SZOIG v Minister for Immigration
[2016] FCCA 176
•3 February 2016
FEDERAL CIRCUIT COURT OF AUSTRALIA
| SZOIG & ANOR v MINISTER FOR IMMIGRATION & ANOR | [2016] FCCA 176 |
| Catchwords: PRACTICE & PROCEDURE – Show cause hearing pursuant to r.44.12 of the Federal Circuit Court Rules 2001 (Cth) – no arguable case for the relief claimed – application dismissed. |
| Legislation: Federal Circuit Court Rules 2001 (Cth), rr.44.12, 44.13 |
| Cases Cited: NAHI v Minister for Immigration & Multicultural & Indigenous Affairs [2004] FCAFC 10 VWFW v Minister for Immigration & Multicultural & Indigenous Affairs [2006] FCAFC 29 SZBYR v Minister for Immigration and Citizenship (2007) 235 ALR 609 VAF v Minister for Immigration & Multicultural & Indigenous Affairs [2004] FCAFC 123 Re Minister for Immigration and Multicultural Affairs; Ex parte Durairajasingham (2000) 168 ALR 407 Randhawa v Minister for Immigration, Local Government and Ethnic Affairs (1994) 52 FCR 437 Minister for Immigration and Ethnic Affairs v Guo & Anor (1997) 191 CLR 559 Prasad v Minister for Immigration and Ethnic Affairs (1985) 6 FCR 155 Selvadurai v Minister for Immigration and Ethnic Affairs (1994) 34 ALD 347 Abebe v Commonwealth of Australia (1999) 197 CLR 510 Minister for Immigration and Ethnic Affairs v Wu Shan Liang and Ors (1996) 185 CLR 259 Minister for Immigration and Citizenship v SZNPG [2010] FCAFC 51 |
| First Applicant: | SZOIG |
| Second Applicant: | SZOIH |
| First Respondent: | MINISTER FOR IMMIGRATION AND BORDER PROTECTION |
| Second Respondent: | ADMINISTRATIVE APPEALS TRIBUNAL |
| File Number: | SYG 2217 of 2015 |
| Judgment of: | Judge Emmett |
| Hearing date: | 3 February 2016 |
| Date of Last Submission: | 3 February 2016 |
| Delivered at: | Sydney |
| Delivered on: | 3 February 2016 |
REPRESENTATION
| The Applicants appeared in person with the assistance of a Punjabi interpreter. |
| Solicitor for the Respondents: | Ms Michelle Stone (DLA Piper) |
| FEDERAL CIRCUIT COURT OF AUSTRALIA AT SYDNEY |
SYG 2217 of 2015
| SZOIG |
First Applicant
| SZOIH |
Second Applicant
And
| MINISTER FOR IMMIGRATION AND BORDER PROTECTION |
First Respondent
| ADMINISTRATIVE APPEALS TRIBUNAL |
Second Respondent
EX TEMPORE
REASONS FOR JUDGMENT
On 11 August 2015, the applicants filed an application seeking judicial review of a decision of the Administrative Appeals Tribunal dated 16 July 2015 and handed down on 17 July 2015 (“the AAT”).

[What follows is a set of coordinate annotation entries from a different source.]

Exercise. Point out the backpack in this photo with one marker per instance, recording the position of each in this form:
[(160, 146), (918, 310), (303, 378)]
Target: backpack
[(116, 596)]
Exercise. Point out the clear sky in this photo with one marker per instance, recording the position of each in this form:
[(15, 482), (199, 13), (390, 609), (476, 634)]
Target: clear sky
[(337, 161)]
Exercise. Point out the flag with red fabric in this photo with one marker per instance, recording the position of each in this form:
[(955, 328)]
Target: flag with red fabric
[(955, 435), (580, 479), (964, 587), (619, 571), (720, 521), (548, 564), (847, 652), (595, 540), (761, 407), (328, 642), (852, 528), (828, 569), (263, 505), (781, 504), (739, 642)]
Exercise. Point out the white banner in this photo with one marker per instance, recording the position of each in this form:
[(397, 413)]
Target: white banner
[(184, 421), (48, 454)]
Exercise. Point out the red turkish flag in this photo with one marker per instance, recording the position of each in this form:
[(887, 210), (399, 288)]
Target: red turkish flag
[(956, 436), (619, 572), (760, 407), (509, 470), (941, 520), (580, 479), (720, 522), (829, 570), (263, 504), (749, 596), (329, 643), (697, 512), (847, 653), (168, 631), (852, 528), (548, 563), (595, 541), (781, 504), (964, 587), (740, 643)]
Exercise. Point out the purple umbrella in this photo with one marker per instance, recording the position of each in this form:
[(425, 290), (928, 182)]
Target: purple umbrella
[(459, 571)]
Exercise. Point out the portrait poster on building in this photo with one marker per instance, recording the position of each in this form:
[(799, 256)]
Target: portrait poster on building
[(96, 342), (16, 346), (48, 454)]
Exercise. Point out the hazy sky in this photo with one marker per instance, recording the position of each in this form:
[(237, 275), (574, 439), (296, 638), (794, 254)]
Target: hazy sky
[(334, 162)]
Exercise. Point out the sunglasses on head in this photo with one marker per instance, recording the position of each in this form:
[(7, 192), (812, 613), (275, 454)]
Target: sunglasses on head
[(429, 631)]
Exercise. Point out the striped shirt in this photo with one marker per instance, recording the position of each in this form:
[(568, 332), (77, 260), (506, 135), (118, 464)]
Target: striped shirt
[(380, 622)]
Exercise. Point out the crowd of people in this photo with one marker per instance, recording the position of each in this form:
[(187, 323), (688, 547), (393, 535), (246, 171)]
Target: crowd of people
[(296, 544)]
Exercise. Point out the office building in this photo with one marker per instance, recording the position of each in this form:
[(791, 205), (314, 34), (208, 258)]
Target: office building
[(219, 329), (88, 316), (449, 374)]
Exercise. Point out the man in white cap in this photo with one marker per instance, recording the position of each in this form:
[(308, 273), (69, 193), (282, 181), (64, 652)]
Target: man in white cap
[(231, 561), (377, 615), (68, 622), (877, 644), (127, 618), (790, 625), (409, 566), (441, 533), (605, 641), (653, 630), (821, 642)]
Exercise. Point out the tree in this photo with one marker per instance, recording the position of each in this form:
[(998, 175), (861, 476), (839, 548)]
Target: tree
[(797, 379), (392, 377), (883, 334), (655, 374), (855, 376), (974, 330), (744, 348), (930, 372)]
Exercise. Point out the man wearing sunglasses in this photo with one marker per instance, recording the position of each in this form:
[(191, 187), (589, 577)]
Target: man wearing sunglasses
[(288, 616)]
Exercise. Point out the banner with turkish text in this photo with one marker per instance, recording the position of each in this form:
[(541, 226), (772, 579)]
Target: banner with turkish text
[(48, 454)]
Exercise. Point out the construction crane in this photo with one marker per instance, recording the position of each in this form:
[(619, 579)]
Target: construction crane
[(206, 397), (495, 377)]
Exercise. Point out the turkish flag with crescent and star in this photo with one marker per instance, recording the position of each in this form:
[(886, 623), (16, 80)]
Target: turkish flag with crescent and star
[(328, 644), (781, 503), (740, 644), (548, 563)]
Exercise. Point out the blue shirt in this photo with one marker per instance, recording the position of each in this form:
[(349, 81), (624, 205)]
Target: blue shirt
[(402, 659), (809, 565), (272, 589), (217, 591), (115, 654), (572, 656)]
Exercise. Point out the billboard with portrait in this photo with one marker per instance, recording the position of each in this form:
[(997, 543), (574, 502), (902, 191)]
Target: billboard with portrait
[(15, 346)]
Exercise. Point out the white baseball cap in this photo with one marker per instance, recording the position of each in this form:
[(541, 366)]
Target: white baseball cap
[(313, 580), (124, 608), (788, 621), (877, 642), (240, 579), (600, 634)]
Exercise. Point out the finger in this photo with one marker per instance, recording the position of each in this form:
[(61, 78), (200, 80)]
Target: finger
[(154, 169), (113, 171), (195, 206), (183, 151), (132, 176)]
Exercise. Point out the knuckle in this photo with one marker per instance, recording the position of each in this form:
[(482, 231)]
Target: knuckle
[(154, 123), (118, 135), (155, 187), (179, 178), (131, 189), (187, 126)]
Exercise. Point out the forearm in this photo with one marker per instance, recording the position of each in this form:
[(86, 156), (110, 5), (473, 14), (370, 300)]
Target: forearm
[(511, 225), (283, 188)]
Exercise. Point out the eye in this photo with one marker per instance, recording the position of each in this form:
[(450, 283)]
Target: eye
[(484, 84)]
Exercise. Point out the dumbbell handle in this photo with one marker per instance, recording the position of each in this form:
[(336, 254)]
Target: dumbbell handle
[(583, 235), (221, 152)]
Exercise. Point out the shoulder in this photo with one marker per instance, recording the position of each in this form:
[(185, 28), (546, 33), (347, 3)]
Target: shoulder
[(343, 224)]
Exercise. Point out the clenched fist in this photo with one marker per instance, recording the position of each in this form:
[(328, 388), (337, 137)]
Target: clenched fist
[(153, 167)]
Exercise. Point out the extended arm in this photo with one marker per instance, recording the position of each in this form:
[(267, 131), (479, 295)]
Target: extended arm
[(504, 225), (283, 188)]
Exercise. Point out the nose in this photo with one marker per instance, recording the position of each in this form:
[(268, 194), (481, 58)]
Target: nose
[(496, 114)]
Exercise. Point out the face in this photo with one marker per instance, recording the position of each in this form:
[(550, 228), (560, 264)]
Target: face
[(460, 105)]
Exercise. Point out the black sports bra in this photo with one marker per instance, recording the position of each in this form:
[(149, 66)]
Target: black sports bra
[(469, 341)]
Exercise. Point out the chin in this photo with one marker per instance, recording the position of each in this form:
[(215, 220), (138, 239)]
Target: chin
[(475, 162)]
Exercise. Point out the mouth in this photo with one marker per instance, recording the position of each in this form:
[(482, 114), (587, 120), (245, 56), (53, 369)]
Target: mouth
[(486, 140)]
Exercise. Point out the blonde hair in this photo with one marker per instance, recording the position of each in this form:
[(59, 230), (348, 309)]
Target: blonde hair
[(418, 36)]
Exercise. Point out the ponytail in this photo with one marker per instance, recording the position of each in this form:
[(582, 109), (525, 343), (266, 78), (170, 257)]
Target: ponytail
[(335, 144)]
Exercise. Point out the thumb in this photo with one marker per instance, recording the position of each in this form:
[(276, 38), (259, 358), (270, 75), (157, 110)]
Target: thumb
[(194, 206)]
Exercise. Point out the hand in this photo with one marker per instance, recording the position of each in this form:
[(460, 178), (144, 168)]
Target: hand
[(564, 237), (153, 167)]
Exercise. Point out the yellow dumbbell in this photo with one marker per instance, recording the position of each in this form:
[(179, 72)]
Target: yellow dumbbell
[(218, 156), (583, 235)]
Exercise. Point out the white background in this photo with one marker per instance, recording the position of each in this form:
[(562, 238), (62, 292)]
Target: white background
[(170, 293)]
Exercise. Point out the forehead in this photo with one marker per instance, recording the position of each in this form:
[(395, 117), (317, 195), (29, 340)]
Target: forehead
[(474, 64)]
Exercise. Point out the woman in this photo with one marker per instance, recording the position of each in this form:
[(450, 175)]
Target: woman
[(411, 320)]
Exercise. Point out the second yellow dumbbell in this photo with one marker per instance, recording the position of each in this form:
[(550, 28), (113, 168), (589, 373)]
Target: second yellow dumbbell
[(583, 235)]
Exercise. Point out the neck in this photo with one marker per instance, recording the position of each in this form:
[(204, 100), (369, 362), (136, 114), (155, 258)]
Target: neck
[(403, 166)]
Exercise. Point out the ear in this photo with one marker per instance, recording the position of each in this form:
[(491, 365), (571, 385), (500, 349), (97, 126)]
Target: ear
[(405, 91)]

The first named applicant is a citizen of India, who claims to fear harm arising from his Sikh religion, his Labuna ethnicity and his political opinion in support of the Lok Dal party (“the Applicant”). The second named applicant is the wife of the Applicant and was included in the Applicant’s application for a protection visa. Her claims are wholly dependent on those of the Applicant.
On 17 September 2015, the Applicant attended a directions hearing before a Registrar of this Court. The Applicant was given leave to file and serve an Amended Application giving complete particulars of each ground of review relied upon, together with any further evidence by way of affidavit by 24 September 2015, as well as submissions in support, by 25 September 2015.
At the request of the first respondent, the matter was listed for hearing on 28 October 2015 pursuant to r.44.12 of the Federal Circuit Court Rules 2001 (Cth) (“the Rules”), a copy of which was also given to the Applicant.
On 26 October 2015, at the request of the Applicant and with the consent of the first respondent, the show cause hearing was adjourned to today due to the medical condition of the Applicant.
Rule 44.12 of the Rules provides as follows:
“(1) At a hearing of an application for an order to show cause, the Court may:
(a) if it is not satisfied that the application has raised an arguable case for the relief claimed—dismiss the application; or
(b) if it is satisfied that the application has raised an arguable case for the relief claimed—adjourn the proceeding and order a respondent to show cause at a final hearing why an order for the relief claimed should not be made on such of the grounds mentioned in the application as are specified by the Court; or
(c) without making an order under paragraph (b), make final orders in relation to the claims for relief and grounds mentioned in the application.
(2) To avoid doubt, a dismissal under paragraph (1)(a) is interlocutory.”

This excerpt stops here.